Il est impératif de souligner brièvement qu’il faut repenser de fond en comble les processus par lesquels les acteurs de l’écosystème peuvent s’engager sur le marché RFI. Pour qu’il y ait un tel réexamen, il faudrait revoir la  conception des produits et des services, explorer la possibilité de combiner les efforts et d’avoir un dialogue efficace de la part des prestataires en faveur des pauvres. Les opérateurs traditionnels ont besoin de collaborer avec les fintechs et d’exploiter leurs atouts respectifs. En outre, compte tenu des aspects économiques du côté de l’offre, certaines expériences nécessiteraient un capital philanthropique en vue de créer des modèles économiques viables. Parmi ces acteurs on peut compter, entre autres, des fintechs, des opérateurs traditionnels, des investisseurs et des bailleurs de fonds. Dans le blog précédent, nous avions vu comment l’écosystème s’achemine vers un point d’inflexion et pourquoi le moment est venu pour les parties prenantes de s’aventurer dans cet espace. Ce blog est la conclusion de cette série montrant comment les acteurs de l’écosystème peuvent servir le marché RFI et exploiter son potentiel.

Pour lire notre rapport sur le paysage de la fintech en Inde, cliquez ici

Pour en savoir plus sur le Laboratoire de l’inclusion financière et postuler, cliquez ici.

La démonstration ci-dessous présente sept méthodes possibles que les acteurs de l’écosystème peuvent utiliser pour exploiter les opportunités du segment RFI. Ces méthodes nécessitent une innovation et une réingénierie centrée sur le client et couvrent les canaux, la communication, les produits et les partenariats.

La nécessité d’un laboratoire d’innovation dédié

Pour stimuler l’espace RFI, une solution potentielle serait la mise en place d’un laboratoire d’innovation consacré aux fintechs débutantes. MicroSave Consulting (MSC) et CIIE, avec l’appui et les conseils de JP Morgan, ont utilisé les résultats d’une étude, leur expérience et leur expertise pour conceptualiser, mettre en place et gérer un « laboratoire d’inclusion financière ».

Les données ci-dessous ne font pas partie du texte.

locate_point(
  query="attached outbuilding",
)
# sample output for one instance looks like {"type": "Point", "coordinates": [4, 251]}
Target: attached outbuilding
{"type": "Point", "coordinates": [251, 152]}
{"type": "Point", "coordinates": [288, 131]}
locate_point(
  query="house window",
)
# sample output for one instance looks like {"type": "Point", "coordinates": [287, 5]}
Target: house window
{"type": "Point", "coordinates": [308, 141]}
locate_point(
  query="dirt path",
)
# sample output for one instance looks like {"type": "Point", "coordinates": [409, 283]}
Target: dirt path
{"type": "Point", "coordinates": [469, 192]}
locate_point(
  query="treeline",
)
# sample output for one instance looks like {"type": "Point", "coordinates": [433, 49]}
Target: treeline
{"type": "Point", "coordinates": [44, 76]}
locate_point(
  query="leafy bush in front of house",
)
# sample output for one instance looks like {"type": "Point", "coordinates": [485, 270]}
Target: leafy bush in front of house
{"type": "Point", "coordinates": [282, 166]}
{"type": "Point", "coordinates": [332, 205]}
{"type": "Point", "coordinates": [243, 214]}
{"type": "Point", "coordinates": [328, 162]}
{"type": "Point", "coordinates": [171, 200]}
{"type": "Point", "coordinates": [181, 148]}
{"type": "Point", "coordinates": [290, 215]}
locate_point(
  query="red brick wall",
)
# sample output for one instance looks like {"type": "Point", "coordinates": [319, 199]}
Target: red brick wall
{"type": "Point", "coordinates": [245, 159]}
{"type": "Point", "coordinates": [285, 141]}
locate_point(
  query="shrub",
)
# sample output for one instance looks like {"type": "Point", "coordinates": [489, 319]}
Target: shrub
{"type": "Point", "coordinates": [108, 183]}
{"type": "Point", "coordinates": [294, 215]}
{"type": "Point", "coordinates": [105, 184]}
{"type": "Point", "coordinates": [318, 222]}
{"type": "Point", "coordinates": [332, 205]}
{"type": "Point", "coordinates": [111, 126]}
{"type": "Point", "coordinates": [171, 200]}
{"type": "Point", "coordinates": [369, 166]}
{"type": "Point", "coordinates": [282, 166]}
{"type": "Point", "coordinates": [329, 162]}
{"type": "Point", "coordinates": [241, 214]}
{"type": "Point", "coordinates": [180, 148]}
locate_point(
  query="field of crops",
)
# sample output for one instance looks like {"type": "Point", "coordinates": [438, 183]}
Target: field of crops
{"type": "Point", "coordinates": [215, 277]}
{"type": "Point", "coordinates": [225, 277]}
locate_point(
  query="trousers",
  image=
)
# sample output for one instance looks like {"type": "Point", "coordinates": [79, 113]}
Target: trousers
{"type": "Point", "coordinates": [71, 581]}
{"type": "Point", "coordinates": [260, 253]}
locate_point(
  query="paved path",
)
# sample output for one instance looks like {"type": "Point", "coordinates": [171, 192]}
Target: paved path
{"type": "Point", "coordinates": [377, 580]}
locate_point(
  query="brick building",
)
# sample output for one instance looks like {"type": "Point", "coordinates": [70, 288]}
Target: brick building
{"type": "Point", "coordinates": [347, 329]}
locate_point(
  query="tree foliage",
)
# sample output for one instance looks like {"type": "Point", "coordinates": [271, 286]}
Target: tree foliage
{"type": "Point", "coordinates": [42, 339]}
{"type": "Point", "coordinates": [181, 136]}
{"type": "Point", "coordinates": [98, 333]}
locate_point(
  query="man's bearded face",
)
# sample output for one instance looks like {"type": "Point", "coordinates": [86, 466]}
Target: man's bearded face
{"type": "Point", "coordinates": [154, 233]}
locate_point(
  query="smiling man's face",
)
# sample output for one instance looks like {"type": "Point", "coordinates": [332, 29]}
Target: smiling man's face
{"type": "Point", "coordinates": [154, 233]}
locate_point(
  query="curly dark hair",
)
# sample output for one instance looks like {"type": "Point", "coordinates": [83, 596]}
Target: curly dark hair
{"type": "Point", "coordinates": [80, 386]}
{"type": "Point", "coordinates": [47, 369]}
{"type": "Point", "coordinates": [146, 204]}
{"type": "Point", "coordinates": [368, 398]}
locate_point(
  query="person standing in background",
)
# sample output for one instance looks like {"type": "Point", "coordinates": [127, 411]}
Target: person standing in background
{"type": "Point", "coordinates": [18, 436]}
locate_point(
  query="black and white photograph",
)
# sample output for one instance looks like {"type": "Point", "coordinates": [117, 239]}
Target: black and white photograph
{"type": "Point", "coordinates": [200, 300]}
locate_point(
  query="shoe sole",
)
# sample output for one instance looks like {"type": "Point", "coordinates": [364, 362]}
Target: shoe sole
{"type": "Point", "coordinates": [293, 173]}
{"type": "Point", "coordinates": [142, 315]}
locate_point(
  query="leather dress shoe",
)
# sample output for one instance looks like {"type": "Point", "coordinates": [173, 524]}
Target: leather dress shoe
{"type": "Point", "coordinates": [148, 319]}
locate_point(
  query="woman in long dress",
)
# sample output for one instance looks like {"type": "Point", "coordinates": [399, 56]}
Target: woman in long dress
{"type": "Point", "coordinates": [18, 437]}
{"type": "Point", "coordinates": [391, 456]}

Le laboratoire d’inclusion des Fintechs viserait à atteindre les objectifs suivants :

  • S’engager à procurer un appui personnalisé aux fintechs qui se focalisent sur les RFI ;
  • Devenir une plateforme ou se retrouvent des startups fintechs qui manifestent l’intention et la volonté de servir les segments RFI ;
  • Soutenir les fintechs débutantes pour innover et offrir des solutions financières digitales aux segments RFI ;
  • Offrir un soutien différencié, des consultations approfondies et un mentorat local aux startups ;
  • Faciliter des partenariats efficaces entre les startups fintechs et les entreprises en place qui opèrent dans l’espace RFI ;
  • Offrir aux fintechs des opportunités de connecter avec des investisseurs susceptibles d’être intéressés par un financement de suivi pour leur projet d’entreprise.

Pour soutenir le vaste espace d’innovation, nous créerons et partagerons, dans le domaine public, des produits d’apprentissage et de connaissance. Veuillez garder un œil sur cet espace pour d’autres mises à jour sur le laboratoire.

Le géo-clonage est le terme donné à l’acte de répliquer des modèles économiques réussis dans d’autres régions dans une nouvelle zone géographique.